The Royal Irish Academy
Favourite museum, gallery or heritage site:
National Museum of Ireland – Archaeology
Most exciting place or time in the eighteenth-century:
Dublin in the 1780s and 1790s – such a hub of activity!
Best online resource:
Best book of 18th century interest:
Clare O’Halloran, Golden Ages and Barbarous Nations – a brilliant guide to eighteenth-century antiquarianism.
What eighteenth century figure would you most like to have a drink with?
Charles Vallancey. Having spent the past few years researching this fascinating character (and laughing at his ideas), I would like to see the man behind the mad ideas!
What will you be talking about at the ECIS Annual Conference 2016?

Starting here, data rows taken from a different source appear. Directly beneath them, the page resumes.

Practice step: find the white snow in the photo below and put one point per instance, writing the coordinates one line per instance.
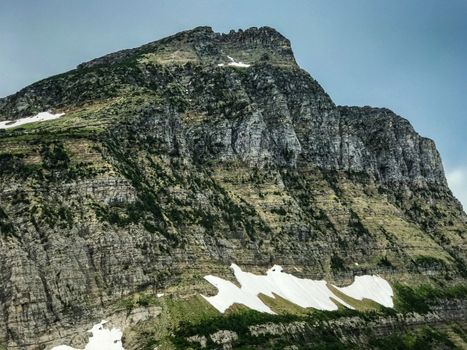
(234, 63)
(102, 338)
(370, 287)
(303, 292)
(40, 117)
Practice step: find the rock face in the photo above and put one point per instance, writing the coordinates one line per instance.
(166, 166)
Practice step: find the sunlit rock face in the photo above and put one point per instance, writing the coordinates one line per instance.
(302, 292)
(101, 338)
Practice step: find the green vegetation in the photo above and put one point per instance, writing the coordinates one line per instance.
(420, 299)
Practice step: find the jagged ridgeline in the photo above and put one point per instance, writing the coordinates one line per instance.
(175, 159)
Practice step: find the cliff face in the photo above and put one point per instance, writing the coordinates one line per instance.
(167, 165)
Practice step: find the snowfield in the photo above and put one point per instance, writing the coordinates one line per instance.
(234, 63)
(101, 339)
(40, 117)
(303, 292)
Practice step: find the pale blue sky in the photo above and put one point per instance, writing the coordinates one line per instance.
(410, 56)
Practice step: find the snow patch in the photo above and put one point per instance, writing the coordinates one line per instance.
(234, 63)
(303, 292)
(40, 117)
(370, 287)
(102, 338)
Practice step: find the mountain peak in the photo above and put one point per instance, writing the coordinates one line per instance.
(203, 45)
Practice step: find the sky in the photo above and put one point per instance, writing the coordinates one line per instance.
(409, 56)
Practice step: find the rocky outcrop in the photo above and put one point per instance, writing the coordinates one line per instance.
(166, 166)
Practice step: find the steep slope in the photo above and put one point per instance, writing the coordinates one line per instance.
(167, 166)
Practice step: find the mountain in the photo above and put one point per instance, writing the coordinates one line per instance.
(168, 162)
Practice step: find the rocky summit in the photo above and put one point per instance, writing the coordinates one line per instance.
(165, 163)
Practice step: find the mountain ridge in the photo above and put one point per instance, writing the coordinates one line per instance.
(167, 166)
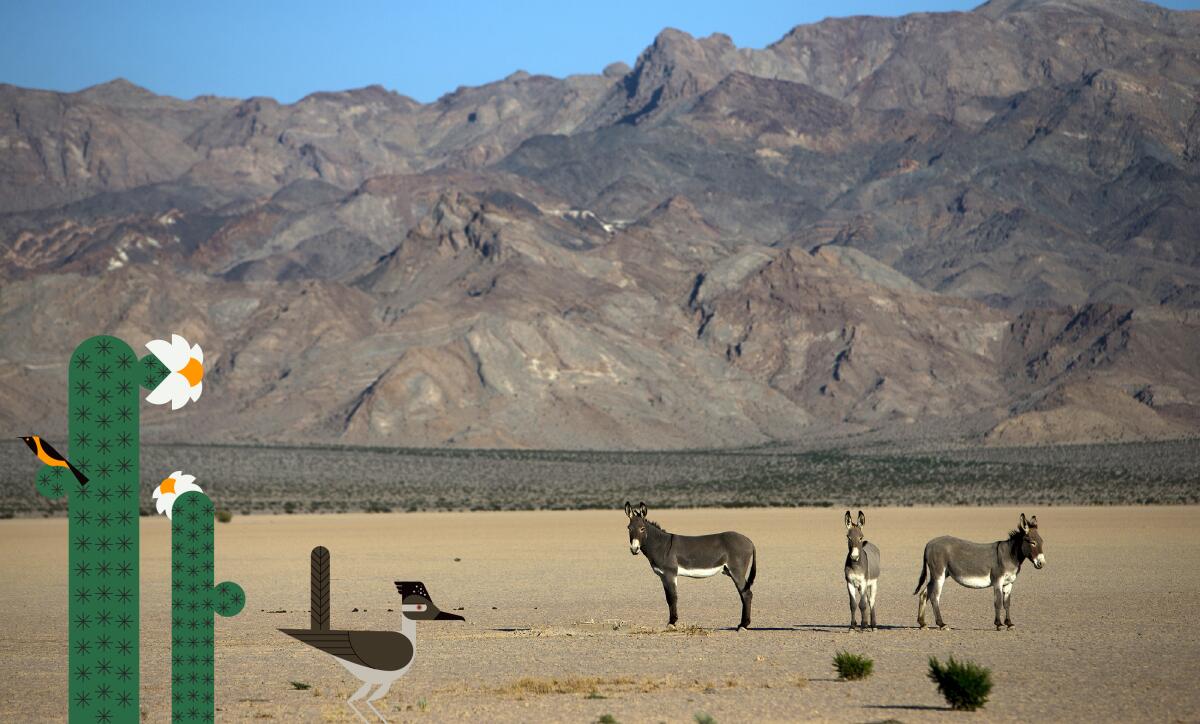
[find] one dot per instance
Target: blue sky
(421, 49)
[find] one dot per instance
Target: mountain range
(981, 225)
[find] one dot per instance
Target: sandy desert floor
(1104, 630)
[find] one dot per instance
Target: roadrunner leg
(355, 696)
(378, 694)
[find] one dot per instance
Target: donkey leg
(747, 598)
(935, 598)
(669, 587)
(1008, 602)
(1000, 602)
(853, 603)
(873, 590)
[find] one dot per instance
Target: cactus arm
(195, 600)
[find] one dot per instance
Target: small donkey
(862, 570)
(694, 556)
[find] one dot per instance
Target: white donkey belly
(857, 581)
(700, 573)
(975, 581)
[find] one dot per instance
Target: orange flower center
(193, 371)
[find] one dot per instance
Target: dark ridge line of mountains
(979, 226)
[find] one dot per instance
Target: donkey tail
(924, 572)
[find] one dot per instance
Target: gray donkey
(862, 570)
(978, 566)
(694, 556)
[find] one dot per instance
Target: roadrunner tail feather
(318, 584)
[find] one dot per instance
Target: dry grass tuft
(532, 686)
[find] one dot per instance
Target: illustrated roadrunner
(376, 658)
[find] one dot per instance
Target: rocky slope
(982, 222)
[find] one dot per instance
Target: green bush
(852, 666)
(965, 684)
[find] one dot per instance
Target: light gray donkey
(978, 566)
(862, 570)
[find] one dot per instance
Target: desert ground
(564, 624)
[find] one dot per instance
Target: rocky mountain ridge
(874, 222)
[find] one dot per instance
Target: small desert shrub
(965, 684)
(852, 666)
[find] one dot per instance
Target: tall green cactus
(193, 600)
(103, 441)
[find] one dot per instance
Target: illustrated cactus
(193, 602)
(103, 443)
(102, 581)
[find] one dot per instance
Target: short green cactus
(193, 600)
(103, 441)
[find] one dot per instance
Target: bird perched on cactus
(47, 454)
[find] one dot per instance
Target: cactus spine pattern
(193, 600)
(102, 581)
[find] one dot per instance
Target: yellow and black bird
(47, 454)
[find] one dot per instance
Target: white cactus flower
(173, 486)
(186, 368)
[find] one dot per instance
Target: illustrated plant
(965, 684)
(193, 602)
(852, 666)
(103, 386)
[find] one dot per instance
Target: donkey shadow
(833, 628)
(916, 707)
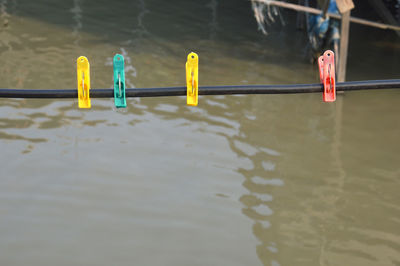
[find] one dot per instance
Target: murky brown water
(238, 180)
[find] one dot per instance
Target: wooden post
(300, 18)
(344, 43)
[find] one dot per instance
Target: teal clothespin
(119, 81)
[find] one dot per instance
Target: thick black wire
(205, 90)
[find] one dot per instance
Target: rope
(205, 90)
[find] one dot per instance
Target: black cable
(205, 90)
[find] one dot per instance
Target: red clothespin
(326, 65)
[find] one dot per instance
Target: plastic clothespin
(192, 79)
(83, 74)
(119, 81)
(326, 65)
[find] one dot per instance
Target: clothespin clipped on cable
(326, 65)
(83, 74)
(119, 81)
(192, 79)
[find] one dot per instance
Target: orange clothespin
(326, 65)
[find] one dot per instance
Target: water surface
(238, 180)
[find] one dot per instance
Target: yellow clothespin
(192, 79)
(83, 72)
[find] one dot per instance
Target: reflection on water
(238, 180)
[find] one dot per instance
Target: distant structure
(327, 22)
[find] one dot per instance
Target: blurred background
(237, 180)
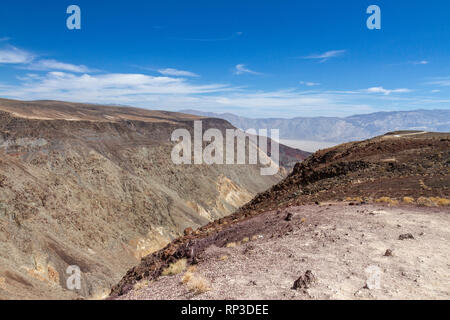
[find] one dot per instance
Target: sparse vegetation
(387, 200)
(440, 201)
(198, 284)
(408, 200)
(175, 268)
(141, 285)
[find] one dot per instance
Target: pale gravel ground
(337, 243)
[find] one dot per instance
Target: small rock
(305, 281)
(405, 236)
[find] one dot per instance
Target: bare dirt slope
(395, 169)
(95, 187)
(343, 246)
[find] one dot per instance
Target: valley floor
(343, 246)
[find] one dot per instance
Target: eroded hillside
(324, 209)
(95, 187)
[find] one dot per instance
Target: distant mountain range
(338, 130)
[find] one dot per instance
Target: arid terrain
(363, 220)
(343, 246)
(94, 186)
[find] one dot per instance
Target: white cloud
(13, 55)
(423, 62)
(326, 55)
(386, 91)
(441, 81)
(177, 73)
(242, 69)
(309, 84)
(174, 93)
(47, 65)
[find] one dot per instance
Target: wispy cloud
(309, 84)
(175, 93)
(242, 69)
(386, 91)
(323, 57)
(233, 36)
(177, 73)
(47, 65)
(440, 81)
(421, 62)
(13, 55)
(27, 60)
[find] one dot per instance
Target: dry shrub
(424, 201)
(175, 268)
(387, 200)
(141, 285)
(356, 199)
(440, 201)
(408, 200)
(198, 285)
(187, 277)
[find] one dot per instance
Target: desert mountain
(94, 186)
(338, 130)
(365, 219)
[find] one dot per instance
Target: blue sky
(252, 58)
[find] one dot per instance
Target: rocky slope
(94, 186)
(408, 170)
(339, 130)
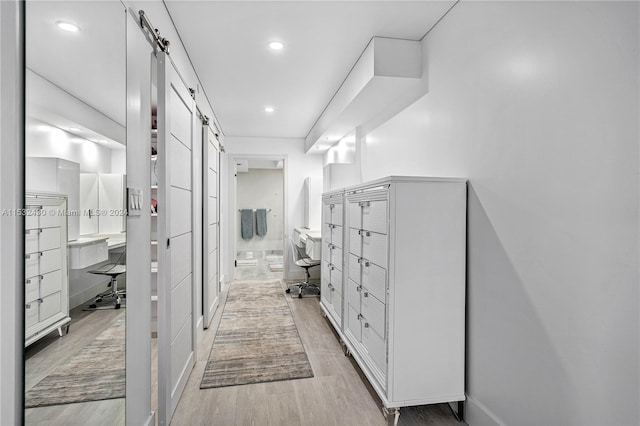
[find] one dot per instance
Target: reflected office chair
(301, 259)
(112, 270)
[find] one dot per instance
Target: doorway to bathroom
(259, 212)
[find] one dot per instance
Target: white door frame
(233, 210)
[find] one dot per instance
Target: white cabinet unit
(46, 277)
(331, 281)
(404, 295)
(48, 174)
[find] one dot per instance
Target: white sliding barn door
(210, 288)
(176, 334)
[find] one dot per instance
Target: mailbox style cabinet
(46, 275)
(403, 282)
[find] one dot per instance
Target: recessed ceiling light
(67, 26)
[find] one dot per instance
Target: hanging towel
(261, 222)
(246, 224)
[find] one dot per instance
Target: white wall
(298, 167)
(536, 103)
(11, 227)
(46, 141)
(262, 189)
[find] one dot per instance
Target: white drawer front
(31, 238)
(354, 268)
(336, 278)
(355, 215)
(53, 220)
(355, 242)
(374, 248)
(325, 292)
(374, 279)
(336, 235)
(31, 221)
(51, 283)
(326, 233)
(326, 253)
(336, 256)
(374, 216)
(373, 311)
(31, 290)
(336, 214)
(50, 261)
(32, 265)
(376, 347)
(49, 238)
(31, 314)
(50, 306)
(336, 302)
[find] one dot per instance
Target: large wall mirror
(75, 230)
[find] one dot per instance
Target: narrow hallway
(336, 395)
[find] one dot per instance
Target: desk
(310, 240)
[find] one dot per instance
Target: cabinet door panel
(374, 216)
(31, 314)
(336, 302)
(355, 215)
(374, 248)
(51, 283)
(354, 269)
(336, 236)
(355, 242)
(31, 238)
(50, 261)
(50, 306)
(336, 257)
(49, 238)
(374, 312)
(336, 214)
(376, 347)
(374, 279)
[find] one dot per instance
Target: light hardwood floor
(338, 394)
(45, 355)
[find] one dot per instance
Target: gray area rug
(257, 340)
(95, 373)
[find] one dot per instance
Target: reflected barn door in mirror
(75, 126)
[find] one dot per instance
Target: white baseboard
(477, 414)
(87, 294)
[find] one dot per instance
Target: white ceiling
(227, 43)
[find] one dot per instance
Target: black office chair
(301, 259)
(112, 270)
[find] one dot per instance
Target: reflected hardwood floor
(338, 394)
(45, 355)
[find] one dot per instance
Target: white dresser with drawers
(404, 286)
(331, 276)
(46, 274)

I work on nineteenth-century antiquarianism and will be discussing some of the problems I have faced in working on a definition of an ‘antiquarian’. My paper at the conference will focus on what the term meant in the eighteenth-century and what antiquarian research consisted of in this time period. I will also make reference to the discrepancies in usage between the terms ‘antiquarian’ and ‘scholar’. Did the use of these terms reflect the type of work carried out? When Charles O’Conor referred to Dubhaltach Mac Fhirbhisigh as an ‘antiquary’, did he mean that Mac Fhirbhisigh carried out different work than himself? O’Conor has subsequently been referred to as a ‘scholar’ – is this another difference? My paper will attempt to answer these questions.